---
library_name: transformers
license: apache-2.0
base_model: google/pix2struct-docvqa-base
tags:
- generated_from_trainer
- invoice-processing
- information-extraction
- czech-language
- document-ai
- multimodal-model
- generative-model
- synthetic-data
- hybrid-data
metrics:
- f1
model-index:
- name: Pix2StructCzechInvoice-V2
  results: []
---

# Pix2StructCzechInvoice (V2 – Synthetic + Random Layout + Real Layout Injection)

This model is a fine-tuned version of [google/pix2struct-docvqa-base](https://huggingface.co/google/pix2struct-docvqa-base) for structured information extraction from Czech invoices.

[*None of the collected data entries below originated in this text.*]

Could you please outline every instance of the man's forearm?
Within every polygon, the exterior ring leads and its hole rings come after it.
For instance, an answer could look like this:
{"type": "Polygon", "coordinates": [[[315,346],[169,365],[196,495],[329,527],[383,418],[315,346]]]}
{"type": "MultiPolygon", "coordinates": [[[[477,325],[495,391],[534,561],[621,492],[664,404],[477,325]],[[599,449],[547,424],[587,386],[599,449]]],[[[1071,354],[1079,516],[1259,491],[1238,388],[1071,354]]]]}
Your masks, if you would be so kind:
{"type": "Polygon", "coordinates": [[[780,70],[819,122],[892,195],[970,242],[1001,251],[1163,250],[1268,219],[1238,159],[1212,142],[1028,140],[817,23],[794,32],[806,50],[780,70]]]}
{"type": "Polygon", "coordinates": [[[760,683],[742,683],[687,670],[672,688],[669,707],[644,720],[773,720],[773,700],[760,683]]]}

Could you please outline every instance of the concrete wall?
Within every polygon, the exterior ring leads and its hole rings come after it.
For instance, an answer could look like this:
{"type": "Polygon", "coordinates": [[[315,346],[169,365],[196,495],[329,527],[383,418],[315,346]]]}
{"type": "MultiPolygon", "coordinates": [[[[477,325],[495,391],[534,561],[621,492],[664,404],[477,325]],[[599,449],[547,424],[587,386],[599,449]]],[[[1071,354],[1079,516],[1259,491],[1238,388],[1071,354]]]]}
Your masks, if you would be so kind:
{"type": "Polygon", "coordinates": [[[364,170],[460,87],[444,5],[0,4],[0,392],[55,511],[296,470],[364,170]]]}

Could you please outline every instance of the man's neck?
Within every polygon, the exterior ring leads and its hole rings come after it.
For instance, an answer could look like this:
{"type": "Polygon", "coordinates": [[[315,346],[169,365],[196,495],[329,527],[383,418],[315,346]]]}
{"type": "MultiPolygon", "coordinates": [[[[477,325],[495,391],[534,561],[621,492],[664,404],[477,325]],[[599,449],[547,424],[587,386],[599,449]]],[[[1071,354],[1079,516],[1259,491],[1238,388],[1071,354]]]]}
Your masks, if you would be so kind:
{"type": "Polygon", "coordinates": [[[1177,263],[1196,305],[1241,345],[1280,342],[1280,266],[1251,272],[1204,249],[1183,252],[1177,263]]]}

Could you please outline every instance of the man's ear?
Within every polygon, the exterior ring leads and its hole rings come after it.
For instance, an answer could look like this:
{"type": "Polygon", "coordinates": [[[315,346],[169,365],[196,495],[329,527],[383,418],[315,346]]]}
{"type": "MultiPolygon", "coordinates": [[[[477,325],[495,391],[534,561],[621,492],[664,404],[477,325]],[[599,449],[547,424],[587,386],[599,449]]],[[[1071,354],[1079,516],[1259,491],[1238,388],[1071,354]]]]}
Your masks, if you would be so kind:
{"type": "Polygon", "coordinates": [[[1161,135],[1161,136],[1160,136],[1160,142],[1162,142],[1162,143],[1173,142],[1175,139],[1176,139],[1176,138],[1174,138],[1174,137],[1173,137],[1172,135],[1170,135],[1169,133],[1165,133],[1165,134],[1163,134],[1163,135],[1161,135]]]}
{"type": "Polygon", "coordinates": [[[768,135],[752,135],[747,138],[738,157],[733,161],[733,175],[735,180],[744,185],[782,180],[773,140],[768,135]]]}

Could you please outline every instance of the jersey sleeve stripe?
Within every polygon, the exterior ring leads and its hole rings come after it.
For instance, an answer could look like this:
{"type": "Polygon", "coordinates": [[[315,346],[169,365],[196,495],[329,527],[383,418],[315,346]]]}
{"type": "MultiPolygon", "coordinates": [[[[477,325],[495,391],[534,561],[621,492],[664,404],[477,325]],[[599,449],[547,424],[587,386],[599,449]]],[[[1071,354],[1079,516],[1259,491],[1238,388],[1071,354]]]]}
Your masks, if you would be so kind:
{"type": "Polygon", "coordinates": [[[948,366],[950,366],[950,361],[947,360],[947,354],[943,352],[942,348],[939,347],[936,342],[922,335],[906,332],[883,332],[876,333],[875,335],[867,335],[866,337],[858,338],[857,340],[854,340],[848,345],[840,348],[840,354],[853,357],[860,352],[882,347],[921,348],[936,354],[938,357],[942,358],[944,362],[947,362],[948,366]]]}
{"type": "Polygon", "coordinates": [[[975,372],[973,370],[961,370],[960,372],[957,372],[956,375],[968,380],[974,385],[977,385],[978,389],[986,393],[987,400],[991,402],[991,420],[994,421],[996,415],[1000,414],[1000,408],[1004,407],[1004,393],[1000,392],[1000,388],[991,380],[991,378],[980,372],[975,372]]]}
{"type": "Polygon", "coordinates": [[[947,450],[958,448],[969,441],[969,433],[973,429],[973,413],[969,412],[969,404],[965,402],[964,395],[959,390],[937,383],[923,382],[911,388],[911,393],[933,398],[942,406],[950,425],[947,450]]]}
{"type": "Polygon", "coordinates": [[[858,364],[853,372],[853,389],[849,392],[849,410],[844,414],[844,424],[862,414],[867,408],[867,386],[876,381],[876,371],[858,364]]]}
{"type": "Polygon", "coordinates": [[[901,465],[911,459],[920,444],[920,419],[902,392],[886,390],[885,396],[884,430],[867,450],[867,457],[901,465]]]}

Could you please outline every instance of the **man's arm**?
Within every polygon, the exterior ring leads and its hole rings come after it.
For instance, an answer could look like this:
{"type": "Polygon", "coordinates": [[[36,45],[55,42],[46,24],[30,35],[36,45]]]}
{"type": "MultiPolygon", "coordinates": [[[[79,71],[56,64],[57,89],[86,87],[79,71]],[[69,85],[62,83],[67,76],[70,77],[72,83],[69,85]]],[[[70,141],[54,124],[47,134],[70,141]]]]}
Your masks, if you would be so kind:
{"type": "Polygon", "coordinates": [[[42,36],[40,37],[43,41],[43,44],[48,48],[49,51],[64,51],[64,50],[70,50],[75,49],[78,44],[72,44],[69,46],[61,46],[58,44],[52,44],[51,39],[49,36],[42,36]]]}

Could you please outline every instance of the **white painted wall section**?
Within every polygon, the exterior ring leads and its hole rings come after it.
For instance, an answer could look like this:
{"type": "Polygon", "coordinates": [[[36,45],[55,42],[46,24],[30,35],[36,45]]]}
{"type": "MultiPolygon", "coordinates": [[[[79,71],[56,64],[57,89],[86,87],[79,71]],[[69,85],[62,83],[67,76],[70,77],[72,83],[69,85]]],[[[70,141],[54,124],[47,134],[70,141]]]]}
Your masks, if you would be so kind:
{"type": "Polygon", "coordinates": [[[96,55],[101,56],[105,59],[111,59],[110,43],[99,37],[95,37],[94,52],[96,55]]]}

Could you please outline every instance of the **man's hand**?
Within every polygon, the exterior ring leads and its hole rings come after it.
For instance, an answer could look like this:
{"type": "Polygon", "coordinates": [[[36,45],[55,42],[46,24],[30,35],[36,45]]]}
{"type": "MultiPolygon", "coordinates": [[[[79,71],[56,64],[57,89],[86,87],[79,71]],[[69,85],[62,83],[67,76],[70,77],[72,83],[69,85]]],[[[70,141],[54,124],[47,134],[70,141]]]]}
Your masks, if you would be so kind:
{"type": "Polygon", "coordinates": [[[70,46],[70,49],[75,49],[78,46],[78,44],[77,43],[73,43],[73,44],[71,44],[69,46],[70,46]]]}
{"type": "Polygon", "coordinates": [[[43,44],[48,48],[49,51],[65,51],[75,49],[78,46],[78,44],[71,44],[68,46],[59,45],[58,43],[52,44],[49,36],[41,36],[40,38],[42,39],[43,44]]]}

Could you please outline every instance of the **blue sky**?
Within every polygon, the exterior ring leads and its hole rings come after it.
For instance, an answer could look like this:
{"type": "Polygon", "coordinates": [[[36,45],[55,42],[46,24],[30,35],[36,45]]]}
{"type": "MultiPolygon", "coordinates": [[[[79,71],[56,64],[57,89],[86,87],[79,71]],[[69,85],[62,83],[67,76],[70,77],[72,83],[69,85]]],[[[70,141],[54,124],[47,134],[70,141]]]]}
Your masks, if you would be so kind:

It achieves the following results on the evaluation set:
- Loss: 0.2521  
- F1: 0.7311  

---

## Model description

Pix2StructCzechInvoice (V2) represents an advanced stage of the generative document understanding pipeline.

The model:
- processes full document images  
- generates structured outputs as text sequences  

It is trained to extract key invoice fields:
- supplier  
- customer  
- invoice number  
- bank details  
- totals  
- dates  

This version introduces **real layout injection**, significantly improving visual realism and model generalization.

---

## Training data

The dataset consists of three components:

1. **Synthetic template-based invoices**  
2. **Synthetic invoices with randomized layouts**  
3. **Hybrid invoices with real layouts and synthetic content**  

### Real layout injection

In the hybrid dataset:
- real invoice layouts are used as templates  
- original content is replaced with synthetic data  
- new content is rendered into realistic visual structures  

This preserves:
- real-world layout complexity  
- visual patterns and formatting  
- document structure variability  

while maintaining:
- full control over annotations  
- consistent output format  

---

## Role in the pipeline

This model corresponds to:

**V2 – Synthetic + layout augmentation + real layout injection**

It is used to:
- reduce the domain gap between synthetic and real documents  
- evaluate the effect of realistic layouts on generative models  
- compare with:
  - V0–V1 (synthetic-only training)  
  - V3 (real data fine-tuning)  

---

## Intended uses

- End-to-end invoice extraction from images  
- Document VQA-style tasks  
- Research in generative document understanding  
- Evaluation of hybrid training strategies  

---

## Limitations

- Generated outputs may contain formatting errors  
- Sensitive to decoding strategy and tokenization  
- Still lacks full exposure to real linguistic variability  
- Training remains less stable than classification-based models  

---

## Training procedure

### Training hyperparameters

The following hyperparameters were used during training:
- learning_rate: 0.0001
- train_batch_size: 8
- eval_batch_size: 1
- seed: 42
- optimizer: Use OptimizerNames.ADAMW_TORCH_FUSED with betas=(0.9,0.999) and epsilon=1e-08 and optimizer_args=No additional optimizer arguments
- lr_scheduler_type: cosine_with_restarts
- lr_scheduler_warmup_steps: 0.1
- num_epochs: 10
- mixed_precision_training: Native AMP

---

### Training results

| Training Loss | Epoch | Step | Validation Loss | F1     |
|:-------------:|:-----:|:----:|:---------------:|:------:|
| 0.3432        | 1.0   | 115  | 0.2771          | 0.6644 |
| 0.1942        | 2.0   | 230  | 0.2611          | 0.6745 |
| 0.1934        | 3.0   | 345  | 0.2521          | 0.7311 |
| 0.1325        | 4.0   | 460  | 0.2665          | 0.7133 |
| 0.1131        | 5.0   | 575  | 0.2686          | 0.6762 |
| 0.1125        | 6.0   | 690  | 0.2601          | 0.7277 |
| 0.1011        | 7.0   | 805  | 0.2962          | 0.7118 |
| 0.1229        | 8.0   | 920  | 0.2893          | 0.7095 |
| 0.0861        | 9.0   | 1035 | 0.3019          | 0.6931 |
| 0.0860        | 10.0  | 1150 | 0.3167          | 0.7186 |

---

## Framework versions

- Transformers 5.0.0  
- PyTorch 2.10.0+cu128  
- Datasets 4.0.0  
- Tokenizers 0.22.2